Durban hosts World Cup preliminary draw tomorrow
DURBAN, Nov 23: South Africa takes centre stage in the world’s sporting firmament on Sunday when Durban hosts the preliminary draw for the 2010 football World Cup, the first to be held on the continent.
A glitzy 90-minute TV show featuring football greats launches an event which will transfix viewers around the world.
Millions globally will tune in as 169 countries weigh up the chances of joining the hosts as one of the 32 teams to contest the 2010 finals.
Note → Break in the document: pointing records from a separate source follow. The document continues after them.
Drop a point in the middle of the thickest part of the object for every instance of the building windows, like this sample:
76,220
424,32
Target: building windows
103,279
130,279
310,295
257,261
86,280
Apart from the distinction of becoming the first African nation to stage one of the two greatest sporting festivals — the World Cup and the Summer Olympics – South Africa will also become the first host to be included in the preliminary draw.
However, unlike the other
169 nations taking part, South Africa is guaranteed its place in 2010.
It will be included only because the process is doubling as the draw for the Africa Nations Cup earlier the same year.
The draw will be conducted by new FIFA General Secretary Jerome Valcke under the watchful eyes of South African President Thabo Mbeki and FIFA President Sepp Blatter.
Valcke will be assisted by African greats of the past – Liberia’s George Weah, Abedi Pele of Ghana and South Africa’s own Lucas Radebe.
Other former world aces helping out include France’s world champion defender Marcel Desailly, who was born in Ghana, Ali Daei of Iran and American Kasey Keller.
That there will be no great Brazilian or Argentina players of the past on stage is only because South America is not taking part in the draw.
The 10 South American nations all play each other in a continental group which has already started.
Preliminary matches are also under way in Asia, Africa and Oceania and 30 of the 200 teams entered have already been eliminated.
The 31 teams who will join South Africa in the finals will comprise 13 from Europe, a further five from Africa, four each from Asia and South America and three from Concacaf, the North and Central American and Caribbean confederation.
The last two teams will come from two playoffs – the first between the winner of the Oceania group and the fifth-placed team in Asia and the second pitting the fifth-placed South American team against the fourth from Concacaf.